Cham. They swore allegiance to him; they paid him annual tribute; they flattered him by adopting his clothes and arms. The humblest vassals of this Great Cham were the Moscovite dukes, who called themselves his slaves, and were his slaves. Standing before him in the streets, they held his reins, and fed his horses out of their Tartar caps. They copied his fashions and assumed his names. Their armies, raised by his consent, were dressed and mounted in the Tartar style. They fought for him against their country, crushing those free republics in the north which his cavalry could not reach.

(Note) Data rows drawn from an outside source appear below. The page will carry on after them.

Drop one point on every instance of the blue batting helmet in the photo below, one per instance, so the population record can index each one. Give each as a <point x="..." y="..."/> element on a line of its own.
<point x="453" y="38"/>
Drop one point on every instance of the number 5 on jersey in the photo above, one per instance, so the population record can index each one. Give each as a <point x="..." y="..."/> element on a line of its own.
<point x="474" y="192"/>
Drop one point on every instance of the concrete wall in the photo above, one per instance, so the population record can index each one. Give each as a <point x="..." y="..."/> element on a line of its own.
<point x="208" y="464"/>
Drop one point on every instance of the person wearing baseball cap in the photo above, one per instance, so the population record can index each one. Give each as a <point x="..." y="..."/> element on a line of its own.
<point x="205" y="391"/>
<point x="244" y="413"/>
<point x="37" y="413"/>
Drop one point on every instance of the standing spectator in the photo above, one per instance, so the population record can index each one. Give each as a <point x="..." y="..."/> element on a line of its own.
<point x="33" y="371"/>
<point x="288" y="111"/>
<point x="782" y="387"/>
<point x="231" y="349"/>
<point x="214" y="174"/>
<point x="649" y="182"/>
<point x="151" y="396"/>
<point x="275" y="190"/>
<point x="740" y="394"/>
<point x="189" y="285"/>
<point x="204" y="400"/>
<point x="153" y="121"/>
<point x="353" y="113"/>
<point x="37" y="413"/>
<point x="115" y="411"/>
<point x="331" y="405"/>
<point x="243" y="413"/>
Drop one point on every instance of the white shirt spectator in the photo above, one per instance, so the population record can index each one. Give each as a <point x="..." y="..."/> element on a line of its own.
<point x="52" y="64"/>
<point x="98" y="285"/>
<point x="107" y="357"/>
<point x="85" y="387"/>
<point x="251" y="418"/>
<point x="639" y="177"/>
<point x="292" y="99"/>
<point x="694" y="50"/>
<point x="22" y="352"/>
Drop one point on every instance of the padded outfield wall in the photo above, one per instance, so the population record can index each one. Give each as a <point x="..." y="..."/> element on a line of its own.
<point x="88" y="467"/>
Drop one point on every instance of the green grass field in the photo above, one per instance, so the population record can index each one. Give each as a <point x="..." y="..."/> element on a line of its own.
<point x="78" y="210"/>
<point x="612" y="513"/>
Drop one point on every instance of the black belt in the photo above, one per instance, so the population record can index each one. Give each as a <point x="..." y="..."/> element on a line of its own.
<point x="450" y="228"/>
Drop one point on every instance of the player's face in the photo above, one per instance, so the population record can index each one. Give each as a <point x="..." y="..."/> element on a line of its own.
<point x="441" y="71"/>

This fawning of dukes and boyars on the Great Cham brought no good to the rustic; who might see his patch of rye trodden down, his homestead fired, and his village cross profaned by gangs of marauding horse. Even when a Tartar khan set up his flag on some river bank, as at Kazan, in some mountain gorge, as at Bakchi Serai, he was still a nomad and a rider, with his natural seat in the saddle and his natural home in the tent. A little provocation stirred his blood, and when his feet were in the stirrups, it was not easy for shepherds and villagers to turn his lance. A cloud of fire went with him; a trail of smoke and embers lay behind him. No man could be sure of reaping what he sowed; for an angry word, an insolent gesture of his duke, might bring that fiery whirlwind of the Tartar horse upon his crops. What could he do, except run away? When year by year this ruin fell upon him, he left his cabin and his field; working a little here, and begging a little there; but never striking root into the soil. Now he was a pilgrim, then a shepherd, oftener still a tramp. To pass more easily to and fro, he donned the Tartar dress; a sheep-skin robe and cap; the robe caught in at the waist by a belt, and made to turn, so that the wool could be worn outwardly by day and inwardly by night. In self-defense he picked up Tartar words, and passed, where he could pass, for one of the conquering race.

Why should he plough his land for other men to spoil? While he was watching his corn grow ripe, the khan of Crim Tartary, stung by some insult from the duke, might spur out rapidly from his luxurious camp at Bakchi Serai, and, sweeping through the plains from Perekop to Moscow, waste his fields with fire.